そして彼女はこの気持ちを他の子たちに話し始めました。

そう、彼女は変えたいのです。

 

感情を表に出す。

自分の納得がいかないことは主張する。

そして変えたい。

 

私は今まで住んできたどの国でも共通して感じていたことがあります。それは法律の改正されるスピード感。日本では例えば夫婦別姓など、同じトピックをずーーーーーっと話している印象があります。そのくせ権力の利益になりそうな法案はしれっと捻じ曲げて通しちゃう。そんな日本は先進国の中では珍しい部類では?と浅はかな知識ながら感じます。他の国では「今必要、よし選挙だ!よし変えるぞ!」という気迫を感じる場面があります。そして実際に変わります。たまにデンマークへの留学手続きなどを聞かれますが、私が知っている数年前の知識は役立たないだろうと思います。ことヨーロッパでは特に。移民関係ははやいので。まぁそれは、また別の話です。
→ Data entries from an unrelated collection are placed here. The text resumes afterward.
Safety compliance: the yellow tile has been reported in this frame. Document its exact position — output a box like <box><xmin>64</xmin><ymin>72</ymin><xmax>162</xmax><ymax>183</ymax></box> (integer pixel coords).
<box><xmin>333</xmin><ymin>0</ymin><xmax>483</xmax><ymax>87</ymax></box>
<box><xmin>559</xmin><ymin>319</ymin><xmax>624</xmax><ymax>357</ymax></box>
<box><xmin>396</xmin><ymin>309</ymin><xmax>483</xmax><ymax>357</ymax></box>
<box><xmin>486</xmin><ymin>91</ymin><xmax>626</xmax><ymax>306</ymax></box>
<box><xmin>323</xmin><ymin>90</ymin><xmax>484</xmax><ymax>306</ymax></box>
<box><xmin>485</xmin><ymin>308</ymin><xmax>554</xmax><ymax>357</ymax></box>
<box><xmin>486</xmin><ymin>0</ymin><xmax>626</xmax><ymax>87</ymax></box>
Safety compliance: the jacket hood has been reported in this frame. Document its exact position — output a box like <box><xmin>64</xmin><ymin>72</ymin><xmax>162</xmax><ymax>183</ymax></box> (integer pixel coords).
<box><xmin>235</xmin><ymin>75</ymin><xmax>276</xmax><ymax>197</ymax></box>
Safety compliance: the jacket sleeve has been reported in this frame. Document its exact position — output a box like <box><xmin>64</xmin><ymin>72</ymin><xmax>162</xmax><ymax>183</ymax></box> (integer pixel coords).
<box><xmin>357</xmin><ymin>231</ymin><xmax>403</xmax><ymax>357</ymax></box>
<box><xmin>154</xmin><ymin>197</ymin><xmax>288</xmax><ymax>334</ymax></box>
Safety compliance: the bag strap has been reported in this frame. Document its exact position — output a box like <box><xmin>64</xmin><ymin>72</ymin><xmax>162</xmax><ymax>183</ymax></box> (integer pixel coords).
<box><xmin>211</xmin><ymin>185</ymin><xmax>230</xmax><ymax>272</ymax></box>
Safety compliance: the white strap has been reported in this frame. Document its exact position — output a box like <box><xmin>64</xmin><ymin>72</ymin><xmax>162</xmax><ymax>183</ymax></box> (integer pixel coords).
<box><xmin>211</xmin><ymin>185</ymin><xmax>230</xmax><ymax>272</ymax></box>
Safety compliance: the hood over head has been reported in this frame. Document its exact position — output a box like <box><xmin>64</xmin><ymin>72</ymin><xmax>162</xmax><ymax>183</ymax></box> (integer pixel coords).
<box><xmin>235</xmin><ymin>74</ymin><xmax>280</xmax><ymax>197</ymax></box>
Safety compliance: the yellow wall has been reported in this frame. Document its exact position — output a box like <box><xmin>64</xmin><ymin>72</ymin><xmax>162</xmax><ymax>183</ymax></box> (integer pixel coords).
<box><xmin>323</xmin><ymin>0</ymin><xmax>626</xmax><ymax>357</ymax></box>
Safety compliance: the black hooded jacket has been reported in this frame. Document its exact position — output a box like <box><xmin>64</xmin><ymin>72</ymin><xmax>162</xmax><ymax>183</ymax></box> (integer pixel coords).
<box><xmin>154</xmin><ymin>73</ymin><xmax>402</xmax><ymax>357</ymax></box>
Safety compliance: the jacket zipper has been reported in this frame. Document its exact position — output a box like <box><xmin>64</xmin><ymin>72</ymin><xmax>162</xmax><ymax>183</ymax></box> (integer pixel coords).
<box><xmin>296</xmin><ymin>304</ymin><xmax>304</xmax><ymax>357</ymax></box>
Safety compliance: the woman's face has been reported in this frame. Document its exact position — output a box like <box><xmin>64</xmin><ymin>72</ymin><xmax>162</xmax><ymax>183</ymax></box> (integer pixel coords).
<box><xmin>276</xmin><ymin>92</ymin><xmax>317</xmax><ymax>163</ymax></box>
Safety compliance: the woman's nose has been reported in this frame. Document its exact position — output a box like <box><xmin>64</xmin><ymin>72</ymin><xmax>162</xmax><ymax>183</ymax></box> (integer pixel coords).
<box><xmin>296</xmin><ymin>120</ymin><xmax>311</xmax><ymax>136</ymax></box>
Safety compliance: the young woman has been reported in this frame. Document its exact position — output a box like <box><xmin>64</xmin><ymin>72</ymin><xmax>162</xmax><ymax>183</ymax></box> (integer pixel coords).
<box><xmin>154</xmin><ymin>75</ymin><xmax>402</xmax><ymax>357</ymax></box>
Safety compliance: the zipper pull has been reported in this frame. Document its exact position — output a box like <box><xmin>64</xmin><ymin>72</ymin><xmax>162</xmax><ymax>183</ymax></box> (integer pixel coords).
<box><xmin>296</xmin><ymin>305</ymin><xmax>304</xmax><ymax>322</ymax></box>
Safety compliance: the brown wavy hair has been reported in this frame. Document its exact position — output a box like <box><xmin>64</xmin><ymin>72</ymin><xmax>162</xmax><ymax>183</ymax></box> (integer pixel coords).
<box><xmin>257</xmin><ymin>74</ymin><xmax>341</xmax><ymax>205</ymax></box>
とにかくそんな気迫は、小さな大学生活でも発揮されています。

 

彼女の主張は日増しに強くなっているように感じます。このままいけば間違いなく、そのためのミーティングが開催されるでしょう。それは彼女のデモクラシーでしょう。

 

私は学校生活云々よりいつも自分のことに精一杯です。今だって、今回の雰囲気について書いていながら、私は私の問題で手一杯です。夫婦別姓に決着がつかない責任が私にあるような気さえしてきます。

 

作品が作品たらなかった。

 

そしてその原因に今回やっと気がついたこと。

 

私は社会人生活を通して「人の期待に答える」「どう結果につながるか」ということを軸に物事を考える癖がついたようです。客観的とか俯瞰的と言えば聞こえはいいですが「自分が好きか嫌いか」のアンテナが小さくしぼんでいるのです。そして信じきれていない。評価されることに悪い意味で依存してたんだと思います。褒めたり叱ったりされないと前に進めない、子供のような部分。協調性に隠れて自分の中に根を生やしてしまったようです。

 

できれば、日本の社会人生活で培ったこの「期待に答える」精神は無くさずそっとどこかへしまっておければいいなぁと思います。スイッチの問題なのだと思うのです。

 

教授にも釘を刺されました。「あなたはあなたの感性を押し切る強さが必要」と。

 

支離滅裂なブログでごめんなさい。でも一つに、個人的な制作の悩みが回り回って、社会に仕儀を招いているような気がしているのです。